Oh, and Mario is the chair umpire. Obviously.

4. Mario Tennis (Game Boy Colour)

Mario Tennis (Game Boy Colour)

There was a Mario Tennis game that came out on the N64 that was really rather good, but it wasn’t the best Mario Tennis. No, the best Mario Tennis game was the Game Boy Colour version, which combined the sorts of RPG-lite elements that we’re only just seeing emerge in career modes of major sports franchises. And that was way back in 2000. On a handheld. With an 8-bit processor and a 160 x 144 pixel screen.

It’s worth mentioning that there was also a Mario Golf game that came out on the N64 that was really rather good, but it wasn’t the best Mario Golf game. No, the best Mario Golf game was – you guessed it – the Game Boy Colour version, which was also an RPG, just like Mario Tennis.

Long story short: Nintendo, stop making arcade sports games or Olympic tie-ins, and start putting RPG elements back into your sports video games, thanks.

3. Anna Kournikova’s Smash Court Tennis

Anna Kournikova's Smash Court Tennis

Seems odd, right? Anna Kournikova is a former female tennis player, known more for her looks than her prowess on the court, and Smash Court Tennis is an arcade-style, cartoony tennis game, which didn’t look like much but played brilliantly – how did these two ever get together?

Well, in the world of franchising, someone at Namco probably decided that putting a very pretty lady on the box would help sales, but Anna Kournikova’s Smash Court Tennis is actually a great little game. Sure, it’s cutesy and silly, but it felt just right, and was an absolute riot with friends. At least it was, until they replaced the cartoon visuals with ‘realistic’ ones later in the series, and sucked all the fun out of it.

2. Pong

Pong

You could argue that Pong isn’t exactly a tennis video game. With its lack of net height and the off-the-end-of-the-screen scoring system it’s probably got more in common with air hockey than tennis, or even table tennis, from where the name derives.

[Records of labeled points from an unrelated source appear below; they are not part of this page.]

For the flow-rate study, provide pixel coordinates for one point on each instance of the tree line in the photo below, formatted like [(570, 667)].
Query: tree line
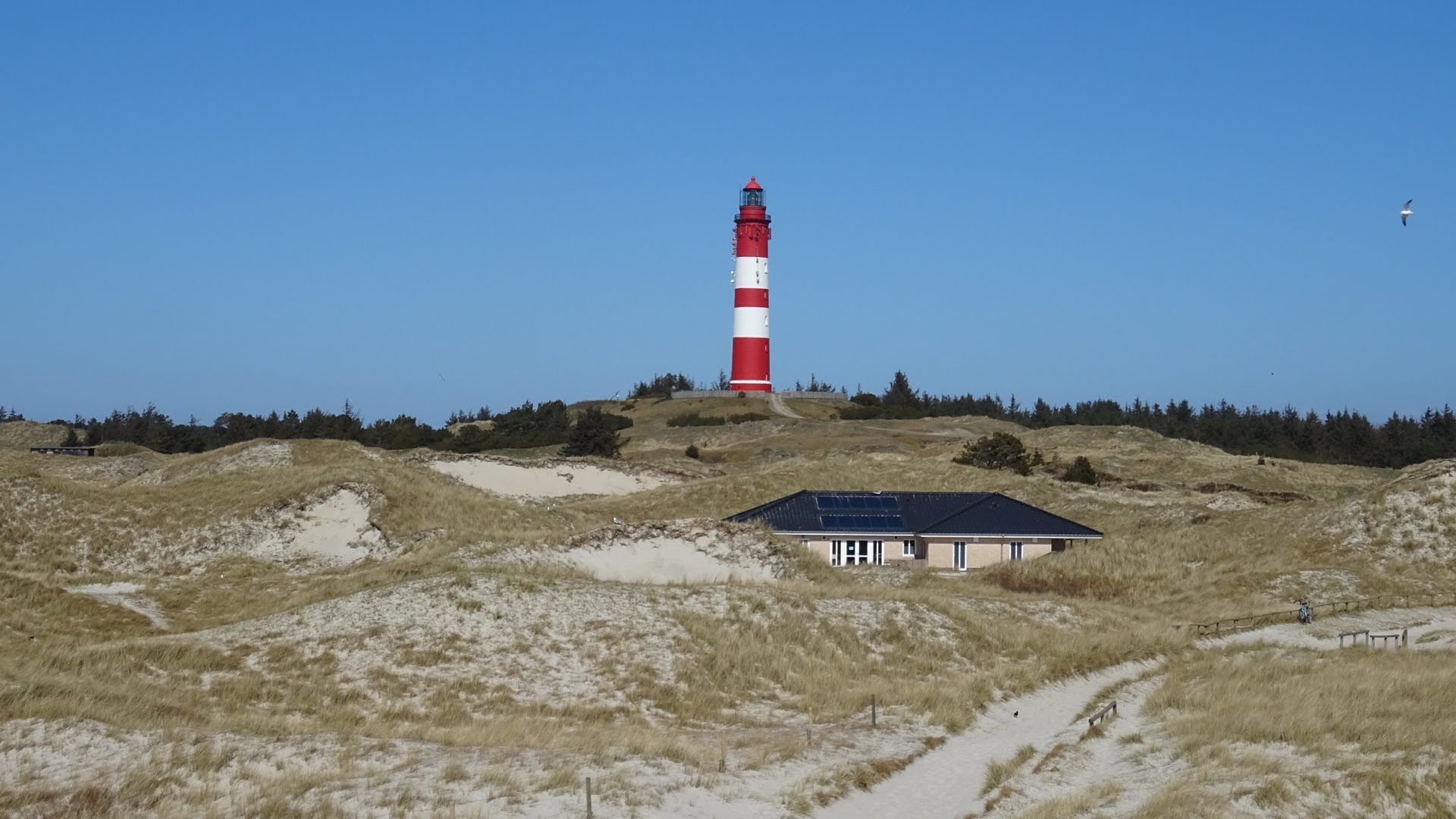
[(666, 384), (522, 428), (1334, 438)]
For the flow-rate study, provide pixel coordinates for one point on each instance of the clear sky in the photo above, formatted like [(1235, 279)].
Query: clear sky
[(436, 206)]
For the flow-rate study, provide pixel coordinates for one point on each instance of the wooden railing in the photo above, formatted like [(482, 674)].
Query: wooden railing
[(1335, 607)]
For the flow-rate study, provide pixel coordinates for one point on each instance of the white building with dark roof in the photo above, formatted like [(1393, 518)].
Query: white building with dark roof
[(938, 529)]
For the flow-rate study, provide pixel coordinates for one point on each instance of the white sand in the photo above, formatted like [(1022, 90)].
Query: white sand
[(663, 560), (667, 551), (552, 479), (124, 595)]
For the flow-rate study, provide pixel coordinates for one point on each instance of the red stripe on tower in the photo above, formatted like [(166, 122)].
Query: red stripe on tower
[(750, 280)]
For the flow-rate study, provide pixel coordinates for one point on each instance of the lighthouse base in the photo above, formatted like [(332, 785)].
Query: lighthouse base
[(750, 365)]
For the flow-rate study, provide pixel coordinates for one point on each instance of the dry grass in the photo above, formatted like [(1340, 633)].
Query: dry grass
[(1337, 732), (1002, 770), (932, 649)]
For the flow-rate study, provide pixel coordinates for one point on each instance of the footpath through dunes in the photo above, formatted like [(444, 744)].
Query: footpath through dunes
[(1038, 751), (667, 551), (551, 477)]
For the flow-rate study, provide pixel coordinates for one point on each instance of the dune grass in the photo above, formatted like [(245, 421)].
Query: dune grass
[(1340, 732), (930, 649)]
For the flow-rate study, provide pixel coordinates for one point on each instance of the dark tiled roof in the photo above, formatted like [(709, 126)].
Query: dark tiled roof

It may not be the prettiest game, and it may only have one game mode, but its brilliance is in its perfect simplicity, at a time when mechanical functionality was the only string to a game developer’s bow. From arcades to bars – weren’t those table-top versions ace? – and into our homes, Pong was great wherever you could lay your hands on it, and is still fun to play even today.

1. Wii Sports Tennis

Wii Sports Tennis is basically like Pong with motion controls. It’s not the most sophisticated tennis game ever – hell, it’s actually one of the least – but the freedom offered by waggling that Wiimote around to hit the ball? That was, and remains to this day, absolutely magical.

In a strange way, Wii Sports Tennis might be one of the best video games that Nintendo ever produced, and they gave it away for free with a console as little more than a tech demo, an easy way for people to get used to the new motion controls.

Combined with its golf, bowling and boxing brethren, though, it’s probably got more playtime than any other game on the Wii console, and it deserves it – Wii Sports Tennis is endlessly brilliant.